Sentara Healthcare Data Breach Investigated

Sentara Healthcare is investigating a data breach suffered by one of its third-party vendors that resulted in patients’ protected health information being accessed by an unauthorized individual. Sentara Health was notified of a potential ePHI breach by law enforcement on November 17, 2016. An internal investigation was then immediately launched to determine the source of the breach, which led to one of its vendors.

The vendor of the 12-hospital healthcare system is not responsible for providing healthcare services to patients. The company was contracted to provide data and benchmarking services. However, no further information about the vendor or the source of the breach have been released. It is therefore unclear whether a hacker gained access to the vendor’s systems or if data were inappropriately accessed and stolen by an employee.

The investigation revealed that 5,454 thoracic and vascular patients who received medical services between 2012 and 2015 at Virginia hospitals run by Sentara Healthcare have been impacted and had their ePHI compromised. Data that have potentially been copied by the unauthorized individual includes patients’ names, demographic information, dates of birth, medical record numbers, Social Security numbers, clinical information, medical procedures, and medications.

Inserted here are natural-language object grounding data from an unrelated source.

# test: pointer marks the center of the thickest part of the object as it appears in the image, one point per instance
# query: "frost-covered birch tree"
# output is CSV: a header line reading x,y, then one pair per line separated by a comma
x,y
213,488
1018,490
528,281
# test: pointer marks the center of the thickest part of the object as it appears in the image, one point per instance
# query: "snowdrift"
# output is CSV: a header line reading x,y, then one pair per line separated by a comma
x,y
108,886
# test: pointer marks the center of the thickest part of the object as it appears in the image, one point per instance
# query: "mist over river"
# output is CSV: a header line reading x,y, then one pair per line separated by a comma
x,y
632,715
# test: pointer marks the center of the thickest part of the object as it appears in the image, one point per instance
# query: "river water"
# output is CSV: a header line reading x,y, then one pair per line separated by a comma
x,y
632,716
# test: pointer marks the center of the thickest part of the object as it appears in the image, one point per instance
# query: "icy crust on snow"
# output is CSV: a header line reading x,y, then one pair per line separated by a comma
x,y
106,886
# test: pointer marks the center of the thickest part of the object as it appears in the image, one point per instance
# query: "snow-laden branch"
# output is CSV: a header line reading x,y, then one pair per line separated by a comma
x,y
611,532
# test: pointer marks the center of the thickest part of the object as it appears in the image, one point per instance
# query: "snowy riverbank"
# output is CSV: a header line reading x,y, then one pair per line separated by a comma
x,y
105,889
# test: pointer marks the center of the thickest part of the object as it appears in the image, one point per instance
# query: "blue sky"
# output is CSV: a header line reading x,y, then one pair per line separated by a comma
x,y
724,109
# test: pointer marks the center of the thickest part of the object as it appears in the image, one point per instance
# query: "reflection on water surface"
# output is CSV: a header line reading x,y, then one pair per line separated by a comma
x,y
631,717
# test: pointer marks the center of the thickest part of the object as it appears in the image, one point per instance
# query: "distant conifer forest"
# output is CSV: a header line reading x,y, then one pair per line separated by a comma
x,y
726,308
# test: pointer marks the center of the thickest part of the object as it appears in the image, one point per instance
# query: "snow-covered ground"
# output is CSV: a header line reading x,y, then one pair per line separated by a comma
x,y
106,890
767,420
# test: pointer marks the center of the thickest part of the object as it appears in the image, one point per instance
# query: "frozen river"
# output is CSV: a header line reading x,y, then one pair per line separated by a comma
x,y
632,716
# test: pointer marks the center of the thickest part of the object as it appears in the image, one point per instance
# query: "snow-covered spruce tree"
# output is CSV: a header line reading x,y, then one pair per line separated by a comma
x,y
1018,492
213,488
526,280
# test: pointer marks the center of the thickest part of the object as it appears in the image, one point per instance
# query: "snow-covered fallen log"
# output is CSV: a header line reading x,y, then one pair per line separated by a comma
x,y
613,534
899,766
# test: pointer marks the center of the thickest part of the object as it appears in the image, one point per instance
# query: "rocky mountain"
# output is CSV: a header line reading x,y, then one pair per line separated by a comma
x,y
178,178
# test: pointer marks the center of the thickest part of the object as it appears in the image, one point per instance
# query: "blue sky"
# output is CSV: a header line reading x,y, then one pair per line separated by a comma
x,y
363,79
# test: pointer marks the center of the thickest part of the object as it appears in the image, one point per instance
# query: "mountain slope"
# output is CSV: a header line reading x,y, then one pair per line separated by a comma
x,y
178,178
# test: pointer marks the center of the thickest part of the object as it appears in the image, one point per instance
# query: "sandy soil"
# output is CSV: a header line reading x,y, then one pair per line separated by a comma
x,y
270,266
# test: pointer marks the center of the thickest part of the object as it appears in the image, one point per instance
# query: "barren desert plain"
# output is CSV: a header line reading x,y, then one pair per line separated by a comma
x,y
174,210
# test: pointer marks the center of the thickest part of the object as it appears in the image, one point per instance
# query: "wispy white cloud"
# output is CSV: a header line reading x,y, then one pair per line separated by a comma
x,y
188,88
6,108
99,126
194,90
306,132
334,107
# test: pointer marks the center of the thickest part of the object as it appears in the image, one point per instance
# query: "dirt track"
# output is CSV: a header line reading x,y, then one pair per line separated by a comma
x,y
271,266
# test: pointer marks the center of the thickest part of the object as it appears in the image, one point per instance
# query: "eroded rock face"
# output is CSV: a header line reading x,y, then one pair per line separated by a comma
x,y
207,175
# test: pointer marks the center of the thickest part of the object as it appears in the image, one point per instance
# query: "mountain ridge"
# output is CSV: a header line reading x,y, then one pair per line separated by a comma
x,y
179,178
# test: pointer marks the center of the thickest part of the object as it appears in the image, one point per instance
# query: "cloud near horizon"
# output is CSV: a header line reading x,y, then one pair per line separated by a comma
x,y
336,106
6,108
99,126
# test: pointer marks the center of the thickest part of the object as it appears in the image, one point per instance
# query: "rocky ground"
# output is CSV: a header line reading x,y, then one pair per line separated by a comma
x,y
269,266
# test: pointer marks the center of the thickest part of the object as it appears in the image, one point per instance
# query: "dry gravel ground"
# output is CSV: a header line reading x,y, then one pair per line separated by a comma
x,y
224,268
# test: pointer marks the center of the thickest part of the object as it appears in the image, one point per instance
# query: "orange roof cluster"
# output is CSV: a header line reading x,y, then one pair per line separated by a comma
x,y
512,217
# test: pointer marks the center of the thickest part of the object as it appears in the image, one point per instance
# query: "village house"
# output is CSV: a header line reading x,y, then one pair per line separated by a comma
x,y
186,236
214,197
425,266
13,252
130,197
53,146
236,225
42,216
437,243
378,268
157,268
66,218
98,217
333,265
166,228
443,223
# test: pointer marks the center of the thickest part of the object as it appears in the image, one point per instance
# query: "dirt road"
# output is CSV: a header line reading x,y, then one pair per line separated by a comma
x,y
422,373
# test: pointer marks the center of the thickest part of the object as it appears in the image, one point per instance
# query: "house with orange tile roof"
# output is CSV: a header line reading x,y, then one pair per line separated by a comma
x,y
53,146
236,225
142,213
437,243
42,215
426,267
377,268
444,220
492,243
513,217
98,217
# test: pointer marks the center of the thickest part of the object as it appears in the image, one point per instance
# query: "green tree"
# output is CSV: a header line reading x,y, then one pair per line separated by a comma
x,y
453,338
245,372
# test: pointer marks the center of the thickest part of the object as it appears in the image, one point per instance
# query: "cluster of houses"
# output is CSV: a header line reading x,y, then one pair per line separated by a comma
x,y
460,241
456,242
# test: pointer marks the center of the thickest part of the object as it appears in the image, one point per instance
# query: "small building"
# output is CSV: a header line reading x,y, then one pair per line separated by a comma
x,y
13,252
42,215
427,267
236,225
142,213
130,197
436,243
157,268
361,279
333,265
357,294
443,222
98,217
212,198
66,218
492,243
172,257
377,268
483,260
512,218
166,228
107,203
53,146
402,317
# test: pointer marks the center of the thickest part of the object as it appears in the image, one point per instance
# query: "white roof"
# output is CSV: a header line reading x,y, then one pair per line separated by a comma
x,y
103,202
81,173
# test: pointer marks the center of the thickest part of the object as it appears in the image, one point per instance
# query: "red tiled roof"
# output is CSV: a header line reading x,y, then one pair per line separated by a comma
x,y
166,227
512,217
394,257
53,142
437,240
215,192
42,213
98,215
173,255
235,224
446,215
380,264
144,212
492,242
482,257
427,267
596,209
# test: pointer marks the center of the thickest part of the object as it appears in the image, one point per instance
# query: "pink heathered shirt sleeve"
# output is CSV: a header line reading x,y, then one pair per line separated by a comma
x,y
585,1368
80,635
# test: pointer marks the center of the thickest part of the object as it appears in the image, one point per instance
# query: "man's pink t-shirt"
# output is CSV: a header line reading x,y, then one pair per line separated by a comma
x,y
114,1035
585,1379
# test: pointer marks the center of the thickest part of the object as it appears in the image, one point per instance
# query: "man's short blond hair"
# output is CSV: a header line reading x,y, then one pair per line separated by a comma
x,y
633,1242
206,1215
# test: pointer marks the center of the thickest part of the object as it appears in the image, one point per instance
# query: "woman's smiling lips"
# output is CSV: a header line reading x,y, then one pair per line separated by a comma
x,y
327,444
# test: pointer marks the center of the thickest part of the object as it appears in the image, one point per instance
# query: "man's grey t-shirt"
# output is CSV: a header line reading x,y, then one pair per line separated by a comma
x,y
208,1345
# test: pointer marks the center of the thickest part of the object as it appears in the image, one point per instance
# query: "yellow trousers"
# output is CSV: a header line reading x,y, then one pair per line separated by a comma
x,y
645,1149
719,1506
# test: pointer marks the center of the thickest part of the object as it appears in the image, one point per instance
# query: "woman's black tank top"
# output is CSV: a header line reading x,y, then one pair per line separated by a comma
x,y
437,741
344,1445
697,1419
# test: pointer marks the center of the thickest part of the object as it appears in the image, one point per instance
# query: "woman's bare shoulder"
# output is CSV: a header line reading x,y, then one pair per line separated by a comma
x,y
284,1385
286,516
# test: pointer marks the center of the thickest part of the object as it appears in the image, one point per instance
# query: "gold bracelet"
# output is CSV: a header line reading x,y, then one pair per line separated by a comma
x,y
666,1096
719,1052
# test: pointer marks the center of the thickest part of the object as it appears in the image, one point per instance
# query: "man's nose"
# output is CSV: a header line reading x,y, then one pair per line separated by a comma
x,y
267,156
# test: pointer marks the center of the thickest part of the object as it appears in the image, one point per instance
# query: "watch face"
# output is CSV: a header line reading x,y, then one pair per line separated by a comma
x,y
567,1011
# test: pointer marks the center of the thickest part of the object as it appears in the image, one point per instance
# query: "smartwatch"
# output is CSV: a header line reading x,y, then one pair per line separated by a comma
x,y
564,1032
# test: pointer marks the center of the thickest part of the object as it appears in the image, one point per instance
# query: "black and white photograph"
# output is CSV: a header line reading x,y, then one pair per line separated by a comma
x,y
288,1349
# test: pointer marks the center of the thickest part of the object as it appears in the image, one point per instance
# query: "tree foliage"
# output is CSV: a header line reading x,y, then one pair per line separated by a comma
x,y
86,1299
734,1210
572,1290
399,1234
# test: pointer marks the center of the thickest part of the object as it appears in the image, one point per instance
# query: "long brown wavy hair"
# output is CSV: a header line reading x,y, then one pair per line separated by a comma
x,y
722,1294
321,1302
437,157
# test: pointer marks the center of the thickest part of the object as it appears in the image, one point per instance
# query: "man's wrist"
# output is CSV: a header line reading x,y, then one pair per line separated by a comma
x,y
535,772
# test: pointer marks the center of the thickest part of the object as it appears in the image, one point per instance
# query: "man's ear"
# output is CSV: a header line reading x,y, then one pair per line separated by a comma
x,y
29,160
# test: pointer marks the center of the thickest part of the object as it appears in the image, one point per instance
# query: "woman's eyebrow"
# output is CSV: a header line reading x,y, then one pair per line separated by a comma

Patients were notified of the breach by mail earlier this month and have been offered 12 months’ membership of a credit monitoring and identity theft resolution service free of charge. Those services have been offered as a precaution against identity theft. Should any patient believe their information has been used inappropriately, they will receive assistance in recovering their identities.

The Sentara Healthcare’s IT security team is still conducting its investigation into the breach and is working closely with law enforcement and its vendor. Sentara Healthcare has confirmed that its vendor is implementing additional controls to enhance data security to prevent future data breaches from occurring in the future.